PROCLAMATION 2016Link to TEA News Releases Online
July 18, 2014
Financial concerns cause SBOE to delay instructional materials adoption
AUSTIN - Concerned that school districts might struggle to pay for new instructional materials that are scheduled for implementation in fall of 2015, the State Board of Education voted to push its scheduled adoption of Proclamation 2016 instructional materials back by one year.
The estimated projected cost of materials called for in Proclamation 2016 is $78 million. This action would make that funding available for districts and charter schools to spend on instructional materials for subjects called for in Proclamation 2015: high school math; social studies, grades K-12; and fine arts, grades K-12.
“It’s an action we need to take for the good of our schools,” said State Board of Education member Marty Rowley of Amarillo.

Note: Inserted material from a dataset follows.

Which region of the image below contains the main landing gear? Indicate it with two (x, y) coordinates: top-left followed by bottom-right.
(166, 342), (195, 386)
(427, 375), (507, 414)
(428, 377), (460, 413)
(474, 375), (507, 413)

The financial concern has arisen as districts are adjusting to major changes made through Senate Bill 6 passed by the Texas Legislature in 2011. Prior to SB 6, all instructional materials were paid for and owned by the state. SB 6 established an instructional materials allotment (IMA) that provides each district and charter school with a sum of money available annually for instructional materials and technology.
Districts and charter schools use their IMA funds to purchase instructional materials, which they then own. Any money unspent in one year by a district or charter school can be carried over to the next year.
SB 6 also eliminated the established maximum price that could be charged for each instructional material product. This has made accurately predicting the price of new materials difficult. The pricing structure is also much more fluid because materials may be available in printed books, electronic formats, or software licenses.
To address districts' concern about funding, the board voted to delay the call for new instructional materials for Languages Other Than English and Special Topics in Social Studies including Ethnic Studies by one year. These materials were originally scheduled to be implemented in 2016. The SBOE now plans to call for these instructional materials in conjunction with Career and Technical Education (CTE) materials in Proclamation 2017.
SBOE member Thomas Ratliff of Mount Pleasant said this postponement was purely a financial decision. “We’ve all heard about the razor thin margin districts are on to buy books. We need to look at the pacing of how we do things,” he said.